Prof. Dr. Tanja Fehm

Direktorin der Frauenklinik, Universitätsklinikum Düsseldorf

„Insgesamt zeigt die Arbeit, welche Möglichkeiten die Analyse zirkulierender Tumorzellen zur Aufklärung von Mechanismen im Rahmen der Tumormetastasierung bietet. Durch eine ,Liquid Biopsy' kann hier in Einzelzell-Auflösung gearbeitet werden. Wir sehen in der Studie aber auch die Limitation, dass insgesamt eine geringe Zahl an CTCs weniger Patientinnen untersucht wurde. Ein weiterer kritischer Aspekt ist, dass eine nicht-standardisierte/validierte CTC-Detektionsmethodik angewendet wurde.
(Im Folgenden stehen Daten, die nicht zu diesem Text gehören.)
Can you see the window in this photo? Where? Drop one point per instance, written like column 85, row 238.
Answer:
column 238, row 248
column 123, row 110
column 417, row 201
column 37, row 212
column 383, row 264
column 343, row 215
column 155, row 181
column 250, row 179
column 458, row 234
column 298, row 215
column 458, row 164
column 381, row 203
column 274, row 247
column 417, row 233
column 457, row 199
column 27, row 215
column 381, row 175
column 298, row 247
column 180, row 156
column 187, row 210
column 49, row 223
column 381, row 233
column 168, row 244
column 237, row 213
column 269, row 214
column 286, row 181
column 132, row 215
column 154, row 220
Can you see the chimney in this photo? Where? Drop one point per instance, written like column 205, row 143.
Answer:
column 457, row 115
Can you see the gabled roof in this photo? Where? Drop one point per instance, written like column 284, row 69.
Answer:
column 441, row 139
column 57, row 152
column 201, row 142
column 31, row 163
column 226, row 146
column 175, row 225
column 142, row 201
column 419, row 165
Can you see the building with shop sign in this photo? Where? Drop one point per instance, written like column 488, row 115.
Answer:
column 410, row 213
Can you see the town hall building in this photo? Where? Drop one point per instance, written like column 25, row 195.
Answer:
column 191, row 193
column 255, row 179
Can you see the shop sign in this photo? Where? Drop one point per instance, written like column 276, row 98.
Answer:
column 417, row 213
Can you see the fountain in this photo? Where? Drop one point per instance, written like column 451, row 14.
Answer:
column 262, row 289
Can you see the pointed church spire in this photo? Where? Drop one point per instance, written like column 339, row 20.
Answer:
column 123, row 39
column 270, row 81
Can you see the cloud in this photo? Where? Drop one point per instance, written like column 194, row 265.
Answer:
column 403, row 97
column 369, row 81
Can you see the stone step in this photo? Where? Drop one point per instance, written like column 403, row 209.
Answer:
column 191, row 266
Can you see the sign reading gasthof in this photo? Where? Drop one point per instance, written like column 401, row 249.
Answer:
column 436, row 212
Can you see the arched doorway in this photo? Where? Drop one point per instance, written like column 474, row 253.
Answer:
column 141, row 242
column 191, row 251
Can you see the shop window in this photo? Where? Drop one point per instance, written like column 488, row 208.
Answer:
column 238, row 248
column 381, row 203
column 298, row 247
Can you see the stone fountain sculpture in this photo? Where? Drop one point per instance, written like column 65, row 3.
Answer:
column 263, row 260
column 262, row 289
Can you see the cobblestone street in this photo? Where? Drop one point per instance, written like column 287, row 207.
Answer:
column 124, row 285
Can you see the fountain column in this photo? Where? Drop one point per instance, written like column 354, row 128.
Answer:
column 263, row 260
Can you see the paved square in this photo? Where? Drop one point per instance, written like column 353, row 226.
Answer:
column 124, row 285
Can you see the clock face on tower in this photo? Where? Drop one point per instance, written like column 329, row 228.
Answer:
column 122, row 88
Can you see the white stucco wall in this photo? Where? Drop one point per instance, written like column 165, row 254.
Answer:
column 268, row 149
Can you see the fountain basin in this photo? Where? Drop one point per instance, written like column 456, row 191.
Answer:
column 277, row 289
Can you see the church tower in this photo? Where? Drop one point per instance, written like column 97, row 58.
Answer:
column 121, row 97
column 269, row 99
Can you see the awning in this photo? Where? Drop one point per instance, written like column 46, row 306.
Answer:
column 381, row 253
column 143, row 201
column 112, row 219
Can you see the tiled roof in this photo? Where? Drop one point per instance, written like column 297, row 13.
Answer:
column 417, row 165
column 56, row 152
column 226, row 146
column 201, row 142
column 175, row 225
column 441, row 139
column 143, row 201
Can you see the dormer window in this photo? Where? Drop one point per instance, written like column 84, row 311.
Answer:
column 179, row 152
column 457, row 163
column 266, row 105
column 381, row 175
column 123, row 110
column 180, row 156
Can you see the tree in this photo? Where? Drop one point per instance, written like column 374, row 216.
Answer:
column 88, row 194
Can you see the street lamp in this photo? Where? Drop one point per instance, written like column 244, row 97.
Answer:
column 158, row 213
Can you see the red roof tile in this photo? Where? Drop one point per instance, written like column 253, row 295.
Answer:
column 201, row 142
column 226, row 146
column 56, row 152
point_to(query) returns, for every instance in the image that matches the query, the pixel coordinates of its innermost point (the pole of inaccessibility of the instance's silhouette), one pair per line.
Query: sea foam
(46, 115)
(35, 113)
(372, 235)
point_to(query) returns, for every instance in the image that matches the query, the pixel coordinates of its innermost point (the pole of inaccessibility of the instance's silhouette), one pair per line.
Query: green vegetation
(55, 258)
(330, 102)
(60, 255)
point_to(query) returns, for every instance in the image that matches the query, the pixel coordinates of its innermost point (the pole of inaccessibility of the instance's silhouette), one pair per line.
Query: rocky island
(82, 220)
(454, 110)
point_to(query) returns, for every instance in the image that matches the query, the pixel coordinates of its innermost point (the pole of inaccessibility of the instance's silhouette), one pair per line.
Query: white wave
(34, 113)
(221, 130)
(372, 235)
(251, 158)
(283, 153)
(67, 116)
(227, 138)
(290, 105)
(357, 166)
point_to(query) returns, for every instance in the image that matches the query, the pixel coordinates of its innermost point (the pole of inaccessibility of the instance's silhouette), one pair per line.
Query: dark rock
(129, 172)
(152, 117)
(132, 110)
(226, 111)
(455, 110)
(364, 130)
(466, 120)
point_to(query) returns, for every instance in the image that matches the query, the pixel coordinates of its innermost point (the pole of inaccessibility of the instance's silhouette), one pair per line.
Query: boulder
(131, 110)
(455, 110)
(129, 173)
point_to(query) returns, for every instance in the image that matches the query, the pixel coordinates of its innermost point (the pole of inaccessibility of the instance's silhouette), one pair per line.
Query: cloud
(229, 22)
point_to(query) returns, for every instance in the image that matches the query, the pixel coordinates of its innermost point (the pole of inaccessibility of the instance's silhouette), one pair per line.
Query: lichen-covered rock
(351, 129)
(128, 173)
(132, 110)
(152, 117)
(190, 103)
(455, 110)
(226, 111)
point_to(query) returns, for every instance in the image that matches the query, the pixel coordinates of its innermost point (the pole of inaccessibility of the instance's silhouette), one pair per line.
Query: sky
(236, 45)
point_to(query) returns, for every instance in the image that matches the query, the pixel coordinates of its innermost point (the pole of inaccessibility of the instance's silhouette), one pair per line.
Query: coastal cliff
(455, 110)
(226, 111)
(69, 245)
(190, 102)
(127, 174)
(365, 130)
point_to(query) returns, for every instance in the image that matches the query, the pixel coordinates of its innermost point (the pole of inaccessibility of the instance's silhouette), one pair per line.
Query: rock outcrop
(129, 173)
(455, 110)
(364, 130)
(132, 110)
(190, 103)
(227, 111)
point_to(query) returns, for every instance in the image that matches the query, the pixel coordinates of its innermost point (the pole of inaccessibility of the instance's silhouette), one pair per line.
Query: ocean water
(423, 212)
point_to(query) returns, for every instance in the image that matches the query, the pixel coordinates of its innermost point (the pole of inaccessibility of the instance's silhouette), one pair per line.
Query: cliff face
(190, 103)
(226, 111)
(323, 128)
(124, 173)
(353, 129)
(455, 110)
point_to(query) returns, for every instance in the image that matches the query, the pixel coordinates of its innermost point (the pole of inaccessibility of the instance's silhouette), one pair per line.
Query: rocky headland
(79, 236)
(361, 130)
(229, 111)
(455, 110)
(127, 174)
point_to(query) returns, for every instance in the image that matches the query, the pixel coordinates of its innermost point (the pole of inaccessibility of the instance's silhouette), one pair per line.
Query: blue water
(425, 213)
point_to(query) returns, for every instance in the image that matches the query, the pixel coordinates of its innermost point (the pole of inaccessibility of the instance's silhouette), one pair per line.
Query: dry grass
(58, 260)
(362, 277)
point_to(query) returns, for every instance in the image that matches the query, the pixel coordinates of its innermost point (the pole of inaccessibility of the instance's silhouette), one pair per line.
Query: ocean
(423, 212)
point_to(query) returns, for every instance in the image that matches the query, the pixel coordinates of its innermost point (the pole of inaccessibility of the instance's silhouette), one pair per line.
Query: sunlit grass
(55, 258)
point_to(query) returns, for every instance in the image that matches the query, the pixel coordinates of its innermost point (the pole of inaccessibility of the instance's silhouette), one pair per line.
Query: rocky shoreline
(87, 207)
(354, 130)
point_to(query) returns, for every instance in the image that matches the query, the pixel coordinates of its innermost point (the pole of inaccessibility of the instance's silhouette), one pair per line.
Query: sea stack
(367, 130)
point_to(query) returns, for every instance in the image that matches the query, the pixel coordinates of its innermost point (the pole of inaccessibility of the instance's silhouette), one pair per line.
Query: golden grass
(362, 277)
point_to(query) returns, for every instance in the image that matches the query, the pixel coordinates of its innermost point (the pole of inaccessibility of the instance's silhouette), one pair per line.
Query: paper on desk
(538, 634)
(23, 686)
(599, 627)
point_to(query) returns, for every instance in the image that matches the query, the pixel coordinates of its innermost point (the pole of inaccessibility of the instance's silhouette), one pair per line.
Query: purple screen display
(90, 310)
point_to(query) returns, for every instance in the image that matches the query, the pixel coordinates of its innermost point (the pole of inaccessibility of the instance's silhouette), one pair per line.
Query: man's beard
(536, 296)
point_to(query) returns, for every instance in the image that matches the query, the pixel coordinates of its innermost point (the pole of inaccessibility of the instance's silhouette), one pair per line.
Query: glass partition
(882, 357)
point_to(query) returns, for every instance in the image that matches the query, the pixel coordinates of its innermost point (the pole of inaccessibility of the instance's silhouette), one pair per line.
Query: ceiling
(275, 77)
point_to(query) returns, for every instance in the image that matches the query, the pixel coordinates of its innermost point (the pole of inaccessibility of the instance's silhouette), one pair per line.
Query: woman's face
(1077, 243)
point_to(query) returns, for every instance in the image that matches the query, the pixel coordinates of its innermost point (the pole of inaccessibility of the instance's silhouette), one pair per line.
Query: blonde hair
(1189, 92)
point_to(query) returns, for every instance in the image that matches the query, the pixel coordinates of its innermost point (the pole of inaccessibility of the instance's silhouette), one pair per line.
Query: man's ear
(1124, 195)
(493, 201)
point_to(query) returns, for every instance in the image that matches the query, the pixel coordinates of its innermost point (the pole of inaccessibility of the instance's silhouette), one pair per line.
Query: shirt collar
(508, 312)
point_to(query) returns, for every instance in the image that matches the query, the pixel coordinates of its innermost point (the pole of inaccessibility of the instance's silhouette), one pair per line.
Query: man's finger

Somit ist schwer zu beurteilen, inwiefern es sich bei den Brustkrebs-Patientinnen tatsächlich um Tumorzellen und nicht etwa um falsch-positive weiße Blutzellen gehandelt hat, welche auch zirkadianen Rhythmen unterliegen. Die In-vivo-Untersuchungen in den Mausmodellen werfen spannende Fragen auf, deren Relevanz in Patienten in weiterführenden Studien zu untersuchen sein wird. Die erzielten Ergebnisse sind sehr beeindruckend und es ist zu erwarten, dass sie weitergehende Forschung in diesem Bereich inspirieren, obgleich oder gerade weil es bereits Publikationen mit konträren Ergebnissen gibt.“

„Die Bedeutung der CTCs für die Metastasierung ist ein intensiv erforschtes Gebiet, das noch immer nicht vollständig verstanden ist. Wir gehen aber davon aus, dass CTCs wesentlich am hämatogenen Metastasierungsgeschehen eines soliden Tumors wie dem Mammakarzinom und damit an der systemischen Krebserkrankung beteiligt sind. In Bezug auf ihre Aktivität in Ruhe- und Wachphasen gibt es unterschiedliche, zum Teil gegensätzliche Erkenntnisse, die unter anderem vom verwendeten Experimentalansatz abhängig sind. Grundsätzlich haben wir das Problem, dass in den meisten Studien zu CTCs der genaue Zeitpunkt der Probenahme nicht angegeben wird. Es gibt aber auch Ausnahmen, so versuchte eine Arbeitsgruppe die Rolle des zirkadianen Zyklus bei der Verbreitung von Tumorzellen zu bestimmen. An insgesamt nur 74 Proben in zwei Studien wurden CTCs im Zeitintervall von zwölf Stunden bestimmt. Hierbei war die CTC-Zahl, bestimmt mit dem ,Goldstandard', dem Cell-Search-System, zwischen den Zeitpunkten nicht signifikant unterschiedlich [1] [2]. Diese Daten würden darauf hindeuten, dass der zirkadiane Rhythmus die Tumorzellausbreitung nicht beeinflusst. In einer anderen Studie an einem Mausmodell, war der Spitzenwert der CTC-Zahl im Gegensatz zu den Daten der jetzt publizierten Arbeit zu Beginn der aktiven Phase erreicht [3].“

„Aufgrund der Tatsache, dass im Körper viele Zellen und deren Aktivitäten (zum Beispiel Immunzellen) einem zirkadianen Rhythmus unterliegen, können wir schon davon ausgehen, dass es Tageszeitunterschiede und kurzfristige Schwankungen auch in der CTC-Anzahl gibt, was nahelegt, dass die hämatogene Metastasierung durch den zirkadianen Rhythmus reguliert werden kann. Insgesamt muss dieses Phänomen und damit auch die Ergebnisse der Arbeit aus der Schweiz in einer größeren Kohorte von Patienten in einer multizentrischen Studie mit unabhängigen Personen bestätigt werden. Erst dann wird man absehen können, ob sich dies auf zukünftige Behandlungsmethoden auswirken wird.“

Angaben zu möglichen Interessenkonflikten

Alle: Keine Angaben erhalten.

Primärquelle

Diamantopoulou Z et al. (2022): The metastatic spread of breast cancer accelerates during sleep. Nature. DOI: 10.1038/s41586-022-04875-y.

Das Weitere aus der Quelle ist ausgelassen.